IMG_4580In 2002 I met Bogdana Carpenter at the University of Michigan, while researching the Ardis archives for my doctoral thesis at Oxford. She very kindly signed a copy of Milosz’s collection of essays To Begin Where I Am, which she had translated with Madeline Levine.  I am now re-reading the book in preparation for a course on Poetry and the Language of Oppression I am to teach at Michigan as the 2018 Helen DeRoy Professor in Honors this September, and I can’t help but laugh at one particular note I have made on Milosz’s essay “Notes on Exile” when I first read the book.  Milosz wrote:

“And if you cannot save the world, why would you care whether you have a large or a small audience?”

I circled the world “save” and wrote above it: “Well, calm down.  Isn’t salvation something that belongs to God?”  Sixteen years later, it’s funny to think that I am still attracted to the notion that the writer should write in order to save the world (and only God knows, we’re in big trouble these days).  Yet I am reminded of how unrealistic I thought the job was even before I published my first book of poems.  Milosz succeeded at changing the world with his writing, there is plenty of evidence that his readers have understood something fundamental about the role of the writer, and the beauty of language, both from his poetry, and from the honesty with which he had spoken about his job.  I don’t have a way of gauging his readership, though I suspect his publishers will have a good idea of how many books he had sold.  I imagine that teaching and speaking all over the world, and winning the Nobel Prize have won him large audiences who wanted to know what had happened with our humanity during the horrors of the last century.  As for me, as the perspective on my native country and language widens with time, so does the perspective on writing itself.  The dream to change the world is less tangible with time, but no less real for being unattainable.
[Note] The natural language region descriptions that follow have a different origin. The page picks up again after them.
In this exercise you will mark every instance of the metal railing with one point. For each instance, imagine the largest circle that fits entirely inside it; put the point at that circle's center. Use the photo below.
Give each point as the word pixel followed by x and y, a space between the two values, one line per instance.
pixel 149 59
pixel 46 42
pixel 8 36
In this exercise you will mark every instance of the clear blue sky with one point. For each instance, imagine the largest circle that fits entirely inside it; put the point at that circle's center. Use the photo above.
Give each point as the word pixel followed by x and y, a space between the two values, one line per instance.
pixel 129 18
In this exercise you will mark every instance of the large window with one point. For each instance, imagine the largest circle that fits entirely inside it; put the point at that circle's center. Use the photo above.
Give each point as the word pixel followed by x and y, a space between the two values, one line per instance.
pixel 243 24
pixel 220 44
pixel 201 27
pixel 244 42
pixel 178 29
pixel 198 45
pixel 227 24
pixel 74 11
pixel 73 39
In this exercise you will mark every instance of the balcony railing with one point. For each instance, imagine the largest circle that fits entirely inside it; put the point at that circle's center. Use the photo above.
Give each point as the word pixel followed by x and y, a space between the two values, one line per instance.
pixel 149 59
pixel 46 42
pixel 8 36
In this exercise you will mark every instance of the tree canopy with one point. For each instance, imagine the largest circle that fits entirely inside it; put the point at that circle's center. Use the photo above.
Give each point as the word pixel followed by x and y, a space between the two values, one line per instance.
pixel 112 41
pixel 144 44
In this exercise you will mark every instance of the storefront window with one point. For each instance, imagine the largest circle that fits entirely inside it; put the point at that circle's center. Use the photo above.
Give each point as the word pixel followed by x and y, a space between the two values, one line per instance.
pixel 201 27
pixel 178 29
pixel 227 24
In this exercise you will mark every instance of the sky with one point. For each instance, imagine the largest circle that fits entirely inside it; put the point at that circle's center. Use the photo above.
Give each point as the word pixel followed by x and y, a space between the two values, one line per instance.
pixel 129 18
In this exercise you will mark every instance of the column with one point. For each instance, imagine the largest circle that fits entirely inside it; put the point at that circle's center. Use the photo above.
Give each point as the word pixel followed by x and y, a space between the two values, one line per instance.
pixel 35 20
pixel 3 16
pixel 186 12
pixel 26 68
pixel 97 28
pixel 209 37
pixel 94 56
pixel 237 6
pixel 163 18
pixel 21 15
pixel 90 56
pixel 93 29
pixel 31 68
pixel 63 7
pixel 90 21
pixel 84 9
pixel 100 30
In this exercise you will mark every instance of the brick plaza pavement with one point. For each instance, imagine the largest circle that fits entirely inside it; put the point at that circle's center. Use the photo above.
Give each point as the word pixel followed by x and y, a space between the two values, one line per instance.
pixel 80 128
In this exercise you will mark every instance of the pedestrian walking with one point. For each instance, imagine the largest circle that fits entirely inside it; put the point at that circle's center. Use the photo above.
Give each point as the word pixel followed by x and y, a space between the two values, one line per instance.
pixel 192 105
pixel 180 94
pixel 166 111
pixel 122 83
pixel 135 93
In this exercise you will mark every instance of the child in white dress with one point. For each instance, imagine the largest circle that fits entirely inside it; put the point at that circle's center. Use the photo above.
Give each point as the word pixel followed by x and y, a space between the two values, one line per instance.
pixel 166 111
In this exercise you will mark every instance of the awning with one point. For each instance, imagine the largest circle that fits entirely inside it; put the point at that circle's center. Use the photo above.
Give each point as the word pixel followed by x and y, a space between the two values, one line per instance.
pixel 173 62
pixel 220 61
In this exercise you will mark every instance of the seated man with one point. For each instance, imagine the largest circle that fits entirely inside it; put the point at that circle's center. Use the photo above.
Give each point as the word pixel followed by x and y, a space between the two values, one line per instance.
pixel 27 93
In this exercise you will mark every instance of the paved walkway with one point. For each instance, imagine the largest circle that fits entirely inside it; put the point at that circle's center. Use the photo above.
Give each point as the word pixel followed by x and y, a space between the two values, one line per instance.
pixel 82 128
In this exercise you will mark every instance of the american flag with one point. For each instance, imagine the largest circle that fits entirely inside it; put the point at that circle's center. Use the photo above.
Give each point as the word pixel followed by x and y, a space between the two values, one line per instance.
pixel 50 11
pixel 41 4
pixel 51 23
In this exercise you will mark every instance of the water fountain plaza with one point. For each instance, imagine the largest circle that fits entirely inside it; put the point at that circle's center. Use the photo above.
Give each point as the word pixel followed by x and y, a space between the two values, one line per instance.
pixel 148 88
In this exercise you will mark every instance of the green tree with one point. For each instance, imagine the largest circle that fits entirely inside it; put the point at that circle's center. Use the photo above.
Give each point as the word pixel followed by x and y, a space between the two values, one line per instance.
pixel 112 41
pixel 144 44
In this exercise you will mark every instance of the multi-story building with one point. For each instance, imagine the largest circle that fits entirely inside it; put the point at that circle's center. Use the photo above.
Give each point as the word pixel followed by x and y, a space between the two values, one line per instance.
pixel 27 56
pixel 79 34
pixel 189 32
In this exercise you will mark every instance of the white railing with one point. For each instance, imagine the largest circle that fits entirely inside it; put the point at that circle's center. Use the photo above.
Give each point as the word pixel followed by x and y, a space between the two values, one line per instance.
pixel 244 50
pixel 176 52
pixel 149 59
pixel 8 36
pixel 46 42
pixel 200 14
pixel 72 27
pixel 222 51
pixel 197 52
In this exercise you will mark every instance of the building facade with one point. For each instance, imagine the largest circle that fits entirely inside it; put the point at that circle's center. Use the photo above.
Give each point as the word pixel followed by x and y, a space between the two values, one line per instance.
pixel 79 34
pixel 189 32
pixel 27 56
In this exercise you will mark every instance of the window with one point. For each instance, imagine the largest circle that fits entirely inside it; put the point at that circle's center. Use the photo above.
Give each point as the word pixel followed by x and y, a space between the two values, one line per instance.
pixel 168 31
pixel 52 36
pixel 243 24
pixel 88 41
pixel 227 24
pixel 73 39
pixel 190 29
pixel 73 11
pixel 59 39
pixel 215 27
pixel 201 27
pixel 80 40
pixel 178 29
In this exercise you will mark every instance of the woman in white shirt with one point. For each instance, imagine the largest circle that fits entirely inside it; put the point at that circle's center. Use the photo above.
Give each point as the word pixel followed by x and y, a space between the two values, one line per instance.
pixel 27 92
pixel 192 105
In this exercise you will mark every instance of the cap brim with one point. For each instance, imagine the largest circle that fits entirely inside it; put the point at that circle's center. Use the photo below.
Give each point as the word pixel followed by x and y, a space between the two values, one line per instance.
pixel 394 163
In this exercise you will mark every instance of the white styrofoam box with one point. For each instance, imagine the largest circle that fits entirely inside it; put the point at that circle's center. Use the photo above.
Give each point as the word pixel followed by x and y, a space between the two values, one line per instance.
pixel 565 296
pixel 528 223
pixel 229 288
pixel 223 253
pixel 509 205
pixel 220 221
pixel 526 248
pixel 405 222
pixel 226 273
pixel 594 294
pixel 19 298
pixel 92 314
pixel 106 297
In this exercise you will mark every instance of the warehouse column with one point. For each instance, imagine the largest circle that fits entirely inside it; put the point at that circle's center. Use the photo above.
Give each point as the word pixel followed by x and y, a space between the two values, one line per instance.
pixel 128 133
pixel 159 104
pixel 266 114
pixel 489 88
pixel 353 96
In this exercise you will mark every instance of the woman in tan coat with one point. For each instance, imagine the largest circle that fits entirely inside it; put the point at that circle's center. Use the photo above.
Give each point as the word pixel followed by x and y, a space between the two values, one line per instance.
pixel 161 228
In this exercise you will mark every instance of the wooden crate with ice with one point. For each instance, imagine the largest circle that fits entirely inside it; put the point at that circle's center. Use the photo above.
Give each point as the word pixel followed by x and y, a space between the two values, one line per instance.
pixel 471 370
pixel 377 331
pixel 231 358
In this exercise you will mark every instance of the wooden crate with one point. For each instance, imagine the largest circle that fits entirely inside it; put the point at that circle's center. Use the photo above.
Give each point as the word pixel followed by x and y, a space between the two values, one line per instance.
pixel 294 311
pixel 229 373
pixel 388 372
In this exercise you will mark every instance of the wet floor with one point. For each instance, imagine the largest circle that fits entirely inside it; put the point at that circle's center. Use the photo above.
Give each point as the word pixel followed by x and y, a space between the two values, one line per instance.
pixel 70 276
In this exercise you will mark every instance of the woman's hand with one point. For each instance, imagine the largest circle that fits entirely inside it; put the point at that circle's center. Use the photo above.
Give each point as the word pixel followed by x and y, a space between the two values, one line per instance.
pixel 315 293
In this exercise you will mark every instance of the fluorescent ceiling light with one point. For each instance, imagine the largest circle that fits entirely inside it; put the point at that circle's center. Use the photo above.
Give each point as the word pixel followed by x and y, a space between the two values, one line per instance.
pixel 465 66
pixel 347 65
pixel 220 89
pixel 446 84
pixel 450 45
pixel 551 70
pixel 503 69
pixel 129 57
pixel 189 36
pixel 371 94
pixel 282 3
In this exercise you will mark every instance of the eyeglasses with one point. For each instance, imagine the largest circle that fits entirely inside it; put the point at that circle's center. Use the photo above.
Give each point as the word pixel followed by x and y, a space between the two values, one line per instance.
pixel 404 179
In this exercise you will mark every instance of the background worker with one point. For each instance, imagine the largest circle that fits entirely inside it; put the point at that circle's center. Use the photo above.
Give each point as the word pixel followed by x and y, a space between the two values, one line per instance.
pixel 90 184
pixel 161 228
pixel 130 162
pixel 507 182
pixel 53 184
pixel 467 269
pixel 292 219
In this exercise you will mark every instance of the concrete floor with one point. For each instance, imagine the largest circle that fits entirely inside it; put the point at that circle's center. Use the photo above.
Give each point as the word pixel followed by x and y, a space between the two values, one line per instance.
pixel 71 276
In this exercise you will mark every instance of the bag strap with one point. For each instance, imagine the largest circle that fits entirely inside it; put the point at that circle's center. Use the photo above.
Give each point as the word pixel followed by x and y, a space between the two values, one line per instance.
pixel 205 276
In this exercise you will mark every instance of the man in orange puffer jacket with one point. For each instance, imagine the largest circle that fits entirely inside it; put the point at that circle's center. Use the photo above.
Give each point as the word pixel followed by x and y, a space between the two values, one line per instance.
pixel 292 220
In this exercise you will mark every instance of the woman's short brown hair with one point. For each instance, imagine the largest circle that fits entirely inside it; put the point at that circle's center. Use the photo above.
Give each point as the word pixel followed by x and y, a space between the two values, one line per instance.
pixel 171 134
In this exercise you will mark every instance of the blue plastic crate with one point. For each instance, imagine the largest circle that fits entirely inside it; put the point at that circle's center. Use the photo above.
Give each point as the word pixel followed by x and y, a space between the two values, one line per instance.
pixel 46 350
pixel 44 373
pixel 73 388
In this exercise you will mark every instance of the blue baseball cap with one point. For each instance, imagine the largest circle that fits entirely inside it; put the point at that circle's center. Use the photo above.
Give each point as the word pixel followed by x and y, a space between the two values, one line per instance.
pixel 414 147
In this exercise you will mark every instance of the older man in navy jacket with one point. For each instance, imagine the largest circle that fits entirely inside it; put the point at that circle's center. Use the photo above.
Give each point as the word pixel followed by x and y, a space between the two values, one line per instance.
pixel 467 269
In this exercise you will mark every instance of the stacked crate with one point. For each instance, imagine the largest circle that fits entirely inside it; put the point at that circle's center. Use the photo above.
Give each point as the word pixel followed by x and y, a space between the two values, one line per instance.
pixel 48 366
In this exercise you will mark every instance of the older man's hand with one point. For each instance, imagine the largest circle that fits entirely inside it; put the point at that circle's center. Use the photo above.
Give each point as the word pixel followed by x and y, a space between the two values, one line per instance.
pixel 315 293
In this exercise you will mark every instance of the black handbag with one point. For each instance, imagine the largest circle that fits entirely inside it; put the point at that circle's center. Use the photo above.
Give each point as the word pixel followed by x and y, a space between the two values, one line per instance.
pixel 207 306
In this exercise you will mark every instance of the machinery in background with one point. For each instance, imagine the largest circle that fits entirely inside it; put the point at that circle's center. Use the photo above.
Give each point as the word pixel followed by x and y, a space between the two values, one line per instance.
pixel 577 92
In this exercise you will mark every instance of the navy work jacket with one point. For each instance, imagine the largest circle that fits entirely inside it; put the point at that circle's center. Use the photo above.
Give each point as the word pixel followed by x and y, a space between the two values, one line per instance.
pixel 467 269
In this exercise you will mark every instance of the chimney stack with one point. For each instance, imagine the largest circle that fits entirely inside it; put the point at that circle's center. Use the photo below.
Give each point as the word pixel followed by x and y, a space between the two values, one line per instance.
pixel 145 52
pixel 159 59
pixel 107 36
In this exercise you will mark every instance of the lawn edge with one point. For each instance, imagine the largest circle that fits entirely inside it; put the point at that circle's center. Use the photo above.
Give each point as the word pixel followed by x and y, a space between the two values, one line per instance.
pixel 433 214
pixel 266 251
The main question returns: “Why write?” If the poets working in the harsh conditions of historical turmoil are clear about the urgency of their job–to keep the language alive and to help people imagine and claim their freedom–the poets living in less traumatic circumstances are quite lost.  They imagine that the great poets had a conflict to prove themselves against, attributing their stature to misfortune.  They let their own creative language–of privilege–fall into mere chatter, forgetting that it requires care to maintain it robust so that it can represent our outer lives as well as our inner worlds. We must write, I think, to keep the world in balance. To offer imagination, and to maintain our shared values–of freedom and health as a society, of happiness which does not come at the cost of the suffering of others.  Yet these days, with so much turmoil around us, and with destabilizing trends in politics and political language, it’s becoming unrealistic to talk about a language of “privilege” and of peace from which poets can draw.  Maybe, with Milosz, we need to find a language of resistance. To offer another metaphor: the poet working in today’s world could accept the humbler role of custodian of language–dusting, cleaning, polishing, repairing, restoring, reinforcing, and adding to language–to keep it strong, warm, and safe.  Not a savior, but close enough, and to my mind, venerable.